Il confronto si è infiammato oltre il punteggio. JJ Redick, allenatore dei Lakers, ha dichiarato senza mezzi termini che LeBron James ha il peggior trattamento arbitrale tra le stelle del campionato, riferendosi ai soli cinque tiri liberi in due gare nonostante i continui attacchi al ferro. Austin Reaves ha raccontato di essersi scontrato con un arbitro che gli ha urlato contro, mentre Shai Gilgeous-Alexander è stato sanzionato con un fallo flagrante per una torsione del braccio in difesa. Dal versante Thunder, Alex Caruso ha minimizzato lo scambio acceso con l’ex compagno LeBron: «È solo competizione».
Ma dietro la tensione agonistica emerge un tema più ampio: il flopping. Secondo l’analisi della stampa statunitense, la mancata repressione delle simulazioni sta rovinando lo spettacolo, e LeBron stesso sarebbe tra i responsabili di aver normalizzato la pratica. I Lakers hanno chiesto maggiore coerenza ai direttori di gara, ma il risultato non cambia. Dirk Nowitzki, con una frecciatina, ha ironizzato sulla situazione.
A Cleveland, l’orizzonte è altrettanto cupo. Nonostante i 31 punti di Donovan Mitchell, James Harden ha deluso: 10 punti con 3/13 al tiro e zero assist nei momenti cruciali. I Cavs hanno sbagliato tutti gli undici tiri da tre nel quarto periodo, e il nome di Mitchell comincia a circolare nelle voci di mercato. Secondo gli analisti di Chicago, gli Houston Rockets potrebbero preparare un’offerta shock in estate.
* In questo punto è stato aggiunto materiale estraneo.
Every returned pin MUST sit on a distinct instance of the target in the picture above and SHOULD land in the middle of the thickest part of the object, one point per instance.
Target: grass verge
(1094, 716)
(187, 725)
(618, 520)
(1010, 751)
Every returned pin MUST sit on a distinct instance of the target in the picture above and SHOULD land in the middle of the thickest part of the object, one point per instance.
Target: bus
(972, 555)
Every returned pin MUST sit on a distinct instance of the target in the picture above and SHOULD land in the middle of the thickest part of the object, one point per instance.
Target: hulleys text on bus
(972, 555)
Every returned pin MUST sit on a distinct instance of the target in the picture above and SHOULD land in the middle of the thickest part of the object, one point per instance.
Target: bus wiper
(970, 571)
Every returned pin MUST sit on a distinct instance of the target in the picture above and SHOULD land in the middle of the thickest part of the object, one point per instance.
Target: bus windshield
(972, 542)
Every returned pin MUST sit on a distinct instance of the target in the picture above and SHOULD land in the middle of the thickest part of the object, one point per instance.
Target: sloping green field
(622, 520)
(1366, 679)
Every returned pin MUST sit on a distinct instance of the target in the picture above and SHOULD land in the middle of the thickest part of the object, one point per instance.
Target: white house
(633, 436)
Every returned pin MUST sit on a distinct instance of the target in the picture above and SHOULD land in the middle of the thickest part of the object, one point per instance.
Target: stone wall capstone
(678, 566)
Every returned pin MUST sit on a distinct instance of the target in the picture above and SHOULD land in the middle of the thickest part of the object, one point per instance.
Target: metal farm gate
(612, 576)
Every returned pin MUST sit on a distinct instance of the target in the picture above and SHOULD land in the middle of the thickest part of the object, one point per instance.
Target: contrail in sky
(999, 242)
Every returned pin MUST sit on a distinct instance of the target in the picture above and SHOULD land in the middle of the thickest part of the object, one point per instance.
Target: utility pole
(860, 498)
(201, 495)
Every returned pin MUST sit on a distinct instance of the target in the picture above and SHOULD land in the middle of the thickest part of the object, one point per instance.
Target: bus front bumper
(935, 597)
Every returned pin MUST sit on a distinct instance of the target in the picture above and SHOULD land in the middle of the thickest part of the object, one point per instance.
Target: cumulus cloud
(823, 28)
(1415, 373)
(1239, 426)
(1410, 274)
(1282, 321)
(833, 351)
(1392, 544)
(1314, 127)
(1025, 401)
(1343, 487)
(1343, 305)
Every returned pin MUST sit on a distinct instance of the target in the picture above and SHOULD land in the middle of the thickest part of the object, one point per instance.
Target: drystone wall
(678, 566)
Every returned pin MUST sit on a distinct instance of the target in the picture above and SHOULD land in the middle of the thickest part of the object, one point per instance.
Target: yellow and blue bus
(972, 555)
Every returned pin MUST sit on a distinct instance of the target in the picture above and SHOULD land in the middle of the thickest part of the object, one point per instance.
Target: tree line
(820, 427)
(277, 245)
Guardando avanti, la serie si sposta a Los Angeles per Gara 3 e 4. I Thunder non hanno mai perso una serie dopo un 2-0, e la storia NBA è severa con chi insegue. Per i Lakers servirebbe un miracolo; per i Cavs, forse, una rifondazione. La palla passa ora ai protagonisti, ma il resto della lega osserva con attenzione le prime crepe nei progetti che sembravano solidi.